In [None]:
!pip install torchaudio matplotlib tqdm

In [None]:
import os
def get_file_extensions(folder_path):
    extensions = set() 
    for root, _, files in os.walk(folder_path):
        for file in files:
            _, ext = os.path.splitext(file)
            if ext:
                extensions.add(ext.lower()) 
    return extensions

folder_path = 'for-original' 
extensions = get_file_extensions(folder_path)
print(f"File extensions found: {extensions}")

In [None]:
import os
import torchaudio

dataset_path = "./for-original"
audio_stats = []

for root, dirs, files in os.walk(dataset_path):
    for file in files:
        if file.endswith((".wav",".mp3")):
            file_path = os.path.join(root, file)
            try:
                info = torchaudio.info(file_path)
                sample_rate = info.sample_rate
                channels = info.num_channels
                duration = info.num_frames / sample_rate

                audio_stats.append((file_path, sample_rate, channels, duration))
                print(f"{file_path} | Sample rate: {sample_rate} Hz | Channels: {channels} | Duration: {duration:.2f} sec")

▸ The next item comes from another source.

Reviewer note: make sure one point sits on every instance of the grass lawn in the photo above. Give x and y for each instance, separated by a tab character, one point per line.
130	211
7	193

            except Exception as e:
                print(f"Error reading {file_path}: {e}")

# Optional: summarize sample rates and durations
sample_rates = set([sr for _, sr, _, _ in audio_stats])
channels_set = set([ch for _, _, ch, _ in audio_stats])
durations = [dur for _, _, _, dur in audio_stats]

print("\n--- Summary ---")
print("Unique sample rates:", sample_rates)
print("Unique channel counts:", channels_set)
print("Min duration:", min(durations))
print("Max duration:", max(durations))


In [None]:
import os
import librosa
import soundfile as sf
import numpy as np
from tqdm import tqdm

TARGET_SR = 16000
TARGET_DURATION = 3.0  
TARGET_SAMPLES = int(TARGET_SR * TARGET_DURATION)  
TARGET_RMS = 0.1 

#Load audio file and resample to target sample rate.
def load_audio(file_path, target_sr=TARGET_SR):     
    audio, sr = librosa.load(file_path, sr=target_sr, mono=True)
    return audio, sr

#Normalize audio to a target RMS volume.
def normalize_rms(audio, target_rms=TARGET_RMS):
    rms = np.sqrt(np.mean(audio**2))
    if rms == 0:
        return audio
    return audio * (target_rms / rms)

#Pad or truncate audio to a fixed number of samples.
def pad_or_truncate(audio, target_length=TARGET_SAMPLES):
    current_length = len(audio)
    if current_length > target_length:
        return audio[:target_length]
    elif current_length < target_length:
        return np.pad(audio, (0, target_length - current_length))
    return audio

#Save audio file in .wav format.
def save_audio(audio, output_path, sr=TARGET_SR):
    os.makedirs(os.path.dirname(output_path), exist_ok=True)
    sf.write(output_path, audio, sr)

#Load, normalize, trim/pad, and save an audio file.
def preprocess_audio_file(input_path, output_path):
    try:
        audio, _ = load_audio(input_path)
        audio = normalize_rms(audio)
        audio = pad_or_truncate(audio)
        save_audio(audio, output_path)
    except Exception as e:
        print(f"[Error] {input_path}: {e}")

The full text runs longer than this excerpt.